# Stock-Forecasting

In this exercise, you will use RNNs to predict the stock market evolution.

Stock market can be seen as a sequence of values (each day could be a time step), and thus you can predict the closing value of the next day, knowing the past.

## Data exploration

First, load the dataset `all_stocks_5yr.csv`, which contains all the stock market values over 5 years for many companies. Feel free to explore it.

In [None]:
# TODO: Load the dataset and explore it


The column name represent the codename of the stock, for example `'AAL'` stands for American Airlines, `'AAPL'` for Apple, and so on... You can check a company by googling the codename.

Select a company for which you have enough information (i.e. a lot of datapoints, at least 1000), and plot the `close` value of this stock as a function of time. Let's say this represents the stock market evolution.

In [None]:
# TODO: Plot the stock market evolution of a given name


> Optional: for those who want a more accurate representation of the stock market, a really common visualization is the candlesticks. One can plot them using the matplotlib finance library https://github.com/matplotlib/mplfinance

In [None]:
# Optional: plot the candlesticks


## Data preparation

We will now try to make a prediction of this close value of a day, based on all the features (`open`, `high`, `low`, `close`, `volume`) of the 30 past days. This value of 30 days is often called the **lookback**.

But before going further, you might want to consider to rescale your data, using for example a standard scaler.

In [None]:
# TODO: normalize the data


We now need to create the (X, y) dataset.

Let's have a example to understand what to do:

First, let's consider your action `Name` has 100 lines for the example.

Since you need the past 30 days to predict a value, you are not able to perform any prediction in the first 30 days.

Then the `X` values should contain, in each line, a table of 30 days and 5 features (`open`, `high`, `low`, `close`, `volume`). So that the final `X` array will have the shape `(70, 30, 5)`:
- 70 is the number of samples, and is 100 days minus 30 for the lookback
- 30 for the past 30 days, this is the lookback
- 5 for the features `open`, `high`, `low`, `close`, `volume`

This `y` values should be the `close` values of the days 31 to last (indeed, `y` can not contain the 30 first days, since we need 30 days of X to predict anything). So the final `y` array will have the shape `(70, 1)` (or equivalently `(70,)`).

In [None]:
# TODO: compute X and y


You already know the next step: split the data. 
> Be careful, we need to keep the order in sequence!

In [None]:
# TODO: Split the data


## Model training and evaluation

Now that the data is ready, build a RNN model (for example begin with 2 layers of 16 units), compile it and train it.

In [None]:
# TODO: Build and train your RNN model


Plot the results: display on the same plot `y_train`, `y_test` and the prediction of `y_test`.

In [None]:
# TODO: Plot the results


You can try to improve your model by adding as features the information of other actions. As you know, in stock market, most of the information that impacts it is out of the stock market information itself.

## Backtesting

In real life, traders backtest a trading strategy in order to check if it works.

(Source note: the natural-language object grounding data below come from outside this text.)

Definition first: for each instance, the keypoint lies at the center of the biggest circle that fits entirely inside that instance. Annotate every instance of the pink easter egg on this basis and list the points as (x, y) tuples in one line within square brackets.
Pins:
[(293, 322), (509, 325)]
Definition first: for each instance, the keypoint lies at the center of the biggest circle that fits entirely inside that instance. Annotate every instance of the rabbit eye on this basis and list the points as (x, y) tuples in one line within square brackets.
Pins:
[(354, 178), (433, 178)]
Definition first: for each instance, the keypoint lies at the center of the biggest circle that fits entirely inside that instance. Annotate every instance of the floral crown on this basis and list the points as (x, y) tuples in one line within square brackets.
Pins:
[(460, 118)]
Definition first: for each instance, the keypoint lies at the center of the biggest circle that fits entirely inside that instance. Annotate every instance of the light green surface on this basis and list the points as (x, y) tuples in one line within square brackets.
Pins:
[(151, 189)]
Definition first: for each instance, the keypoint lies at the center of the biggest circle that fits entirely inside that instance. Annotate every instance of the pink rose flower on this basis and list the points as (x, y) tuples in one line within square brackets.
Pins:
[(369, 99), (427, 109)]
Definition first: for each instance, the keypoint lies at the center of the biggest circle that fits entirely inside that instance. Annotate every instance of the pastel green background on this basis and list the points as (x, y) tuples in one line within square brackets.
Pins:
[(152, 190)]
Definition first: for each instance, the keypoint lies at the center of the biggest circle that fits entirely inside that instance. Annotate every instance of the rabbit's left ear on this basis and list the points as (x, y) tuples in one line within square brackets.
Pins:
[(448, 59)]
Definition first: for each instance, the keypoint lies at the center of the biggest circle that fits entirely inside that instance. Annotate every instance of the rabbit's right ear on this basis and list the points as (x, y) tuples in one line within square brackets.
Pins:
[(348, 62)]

The principle is the following:
- You define a strategy: for example buy when prediction of next day increases, sell when prediction of next day decreases
- You test this strategy on test dataset with real data, with a given amount of money for start
- You compare your relative return to the market return
- If the relative return is greater than 1, and you don't lose money at the end, your strategy is worth trying in real life

Feel free to implement a backtesting of your model with a given strategy.